舌や頬の内側を噛んだ経験は、誰にでもあるのではないでしょうか。頬を歯で噛んでしまうことを、専門的な言葉では「粘膜の咬傷」と言います。咬傷が起こると粘膜の傷や血豆のようなものができたり、噛んでしまった後が膨らみ、さらに噛みやすくなってしまったりします。しかし、大人になってから、急に頬の内側を噛みやすくなってしまったというような場合は、次のような原因が考えられます。
・奥歯に新しい被せものをした
・奥歯にブリッジを入れた
・噛み合わせの調整をした
特に頬の粘膜との距離が近い場合、しばらく歯の形がないほどボロボロだった後などに新しい被せものをすると、粘膜が対応することができずに噛みやすくなることがあります。さらに頬を噛まないように内側に作った被せものが、舌の側面を噛むようになることもあります。いずれもそれまで慣れていた口内環境の急激な変化に、粘膜が対応できない場合に起こります。
さらに噛みやすくなる傾向が強くなるケースとして
・歯ぎしりが多い
・親知らずが生えてきた
・体重増加による粘膜の厚さの増加
・ストレス
歯ぎしりがある場合には、歯ぎしり運動で発生する噛み合わせの力によって歯の移動が起こるため、長期間にわたって少しずつ、歯並び全体が外側に広がるように傾斜しやすくなります。つまり粘膜との間にある空間が少しずつ減っていくのです。また、歯ぎしりは急激な奥歯の噛み合わせ面の磨耗も引き起こします。歯ぎしりで急激に磨耗した歯は、切り立った鋭利な角で粘膜を軽く噛むだけでも出血するようになります。

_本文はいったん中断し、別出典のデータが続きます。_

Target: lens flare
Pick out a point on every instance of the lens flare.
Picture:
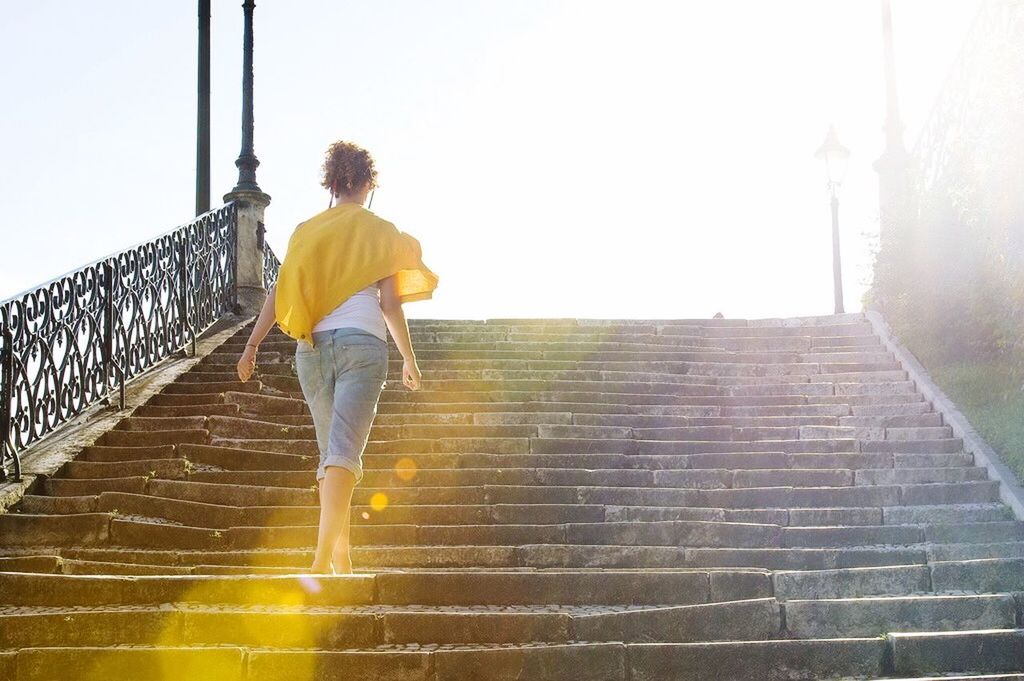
(406, 469)
(378, 502)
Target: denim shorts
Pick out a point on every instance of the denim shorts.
(342, 376)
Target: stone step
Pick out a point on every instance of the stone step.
(425, 587)
(582, 662)
(153, 437)
(748, 661)
(407, 472)
(866, 616)
(931, 652)
(100, 453)
(542, 556)
(151, 410)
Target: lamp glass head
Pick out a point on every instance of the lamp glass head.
(835, 156)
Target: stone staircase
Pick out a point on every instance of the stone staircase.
(563, 500)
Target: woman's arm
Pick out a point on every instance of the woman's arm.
(265, 321)
(395, 318)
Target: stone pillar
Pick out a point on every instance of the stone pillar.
(249, 249)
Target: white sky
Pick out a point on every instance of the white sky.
(555, 158)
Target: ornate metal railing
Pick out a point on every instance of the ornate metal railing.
(67, 344)
(270, 266)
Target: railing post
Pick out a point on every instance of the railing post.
(107, 347)
(186, 325)
(109, 362)
(7, 396)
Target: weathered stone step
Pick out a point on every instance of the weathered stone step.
(206, 388)
(153, 437)
(101, 453)
(146, 423)
(355, 626)
(527, 555)
(973, 551)
(577, 662)
(169, 399)
(648, 399)
(425, 587)
(83, 529)
(151, 410)
(630, 420)
(993, 650)
(613, 372)
(865, 616)
(406, 474)
(747, 661)
(175, 468)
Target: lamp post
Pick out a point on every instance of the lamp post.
(836, 158)
(249, 290)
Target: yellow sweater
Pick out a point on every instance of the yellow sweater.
(338, 252)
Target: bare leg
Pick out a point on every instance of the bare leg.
(336, 500)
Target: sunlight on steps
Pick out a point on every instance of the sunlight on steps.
(592, 499)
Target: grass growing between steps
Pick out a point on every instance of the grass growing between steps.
(990, 395)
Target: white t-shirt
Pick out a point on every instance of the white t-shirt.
(361, 309)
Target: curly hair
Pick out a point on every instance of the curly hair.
(347, 167)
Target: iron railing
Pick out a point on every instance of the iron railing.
(67, 344)
(270, 266)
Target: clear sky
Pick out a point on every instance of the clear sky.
(554, 158)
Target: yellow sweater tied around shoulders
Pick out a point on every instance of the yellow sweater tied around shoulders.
(337, 253)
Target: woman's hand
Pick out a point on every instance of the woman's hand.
(411, 374)
(247, 364)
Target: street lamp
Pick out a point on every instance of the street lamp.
(836, 158)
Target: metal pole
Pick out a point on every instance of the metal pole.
(247, 161)
(837, 266)
(107, 347)
(203, 113)
(6, 396)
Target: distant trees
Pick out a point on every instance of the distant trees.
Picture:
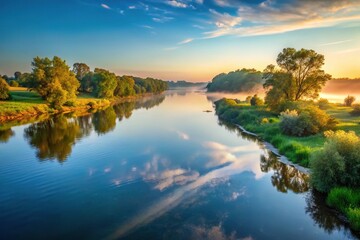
(4, 89)
(244, 80)
(299, 76)
(80, 70)
(53, 80)
(104, 83)
(349, 100)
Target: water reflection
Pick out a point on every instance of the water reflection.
(54, 138)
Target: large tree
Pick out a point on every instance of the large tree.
(104, 83)
(299, 76)
(54, 81)
(80, 70)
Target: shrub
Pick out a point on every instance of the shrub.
(4, 89)
(353, 215)
(323, 103)
(13, 83)
(304, 122)
(356, 110)
(338, 163)
(256, 101)
(348, 101)
(70, 104)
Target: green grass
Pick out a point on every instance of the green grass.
(266, 125)
(347, 201)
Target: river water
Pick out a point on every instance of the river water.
(158, 168)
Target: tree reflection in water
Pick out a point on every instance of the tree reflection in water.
(54, 138)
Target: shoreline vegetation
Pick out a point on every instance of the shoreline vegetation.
(311, 132)
(52, 87)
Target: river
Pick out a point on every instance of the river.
(158, 168)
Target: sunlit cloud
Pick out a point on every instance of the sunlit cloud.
(177, 4)
(105, 6)
(273, 17)
(162, 19)
(352, 50)
(188, 40)
(335, 43)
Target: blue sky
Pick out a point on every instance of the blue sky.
(178, 39)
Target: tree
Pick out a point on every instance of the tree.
(4, 89)
(104, 83)
(349, 100)
(17, 75)
(54, 81)
(299, 76)
(80, 70)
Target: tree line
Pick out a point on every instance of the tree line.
(57, 83)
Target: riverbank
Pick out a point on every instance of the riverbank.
(265, 124)
(25, 105)
(259, 122)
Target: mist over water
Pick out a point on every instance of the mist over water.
(157, 168)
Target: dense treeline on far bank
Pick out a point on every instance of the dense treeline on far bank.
(309, 131)
(52, 87)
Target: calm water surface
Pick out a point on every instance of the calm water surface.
(159, 168)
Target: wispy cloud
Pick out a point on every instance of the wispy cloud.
(273, 17)
(162, 19)
(336, 43)
(105, 6)
(348, 51)
(178, 4)
(188, 40)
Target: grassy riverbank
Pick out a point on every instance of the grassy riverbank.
(259, 120)
(265, 124)
(25, 105)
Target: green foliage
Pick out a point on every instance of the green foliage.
(300, 76)
(338, 163)
(349, 100)
(256, 101)
(347, 201)
(54, 81)
(243, 80)
(125, 86)
(80, 70)
(304, 122)
(104, 83)
(356, 110)
(4, 89)
(323, 104)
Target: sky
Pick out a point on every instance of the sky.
(191, 40)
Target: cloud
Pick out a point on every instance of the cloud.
(273, 17)
(348, 51)
(162, 19)
(105, 6)
(177, 4)
(188, 40)
(335, 43)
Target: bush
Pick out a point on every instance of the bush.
(348, 101)
(256, 101)
(4, 89)
(338, 163)
(69, 104)
(304, 122)
(347, 201)
(353, 215)
(323, 104)
(356, 110)
(13, 83)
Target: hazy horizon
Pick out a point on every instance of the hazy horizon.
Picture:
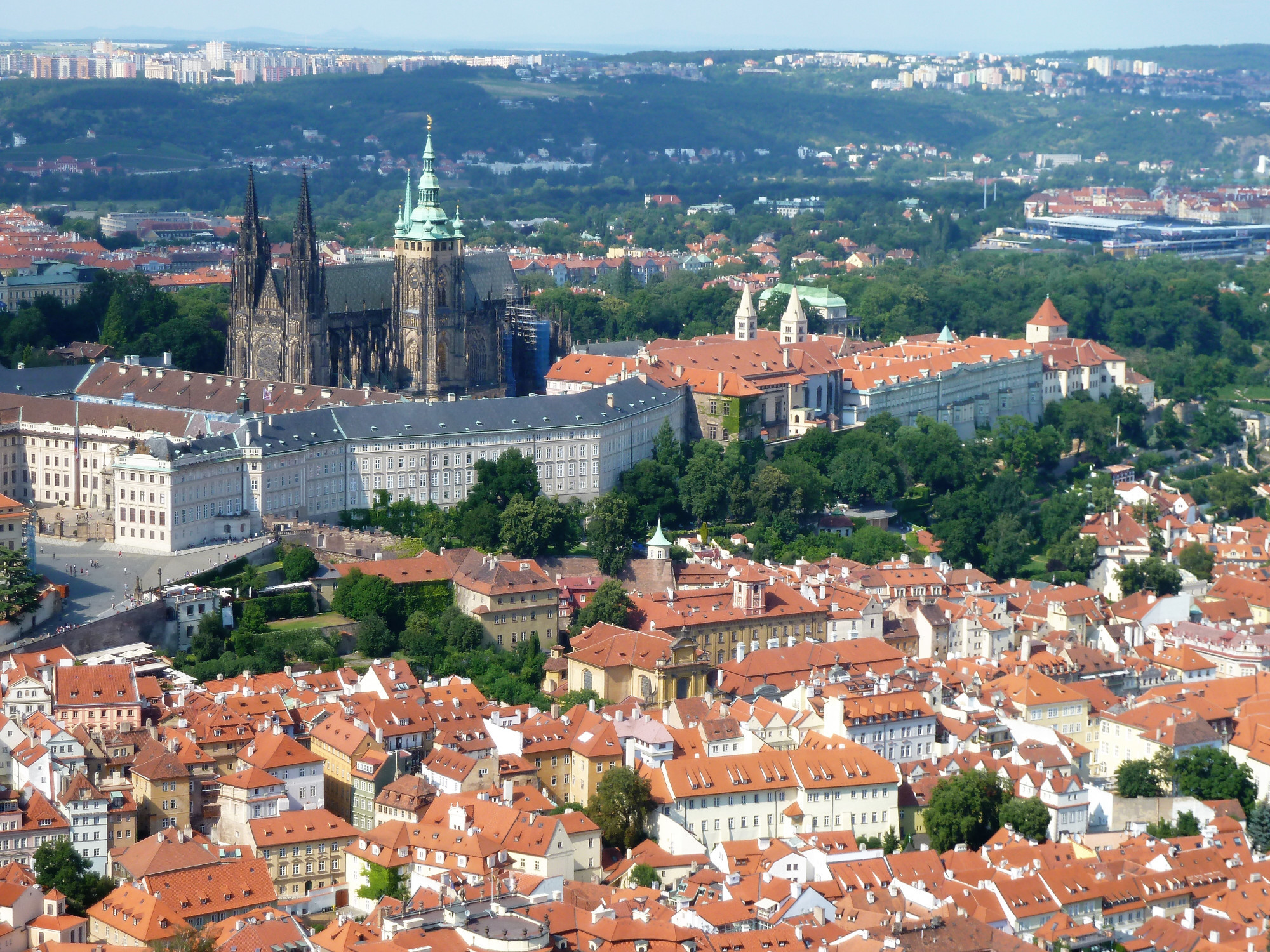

他にも、左右の噛むバランスの乱れ(同じ方でばかり噛む)や、頚肩部の凝りや張りが原因で、噛み合わせの動きのリズムが乱れて、噛みやすくなっているケースもあります。この場合は左右の噛むバランスを意識的に整えたり、定期的に運動をすることで、身体の凝りや張りが軽減され、改善されるでしょう。また、体重減少による粘膜の厚さの減少も期待できますよ。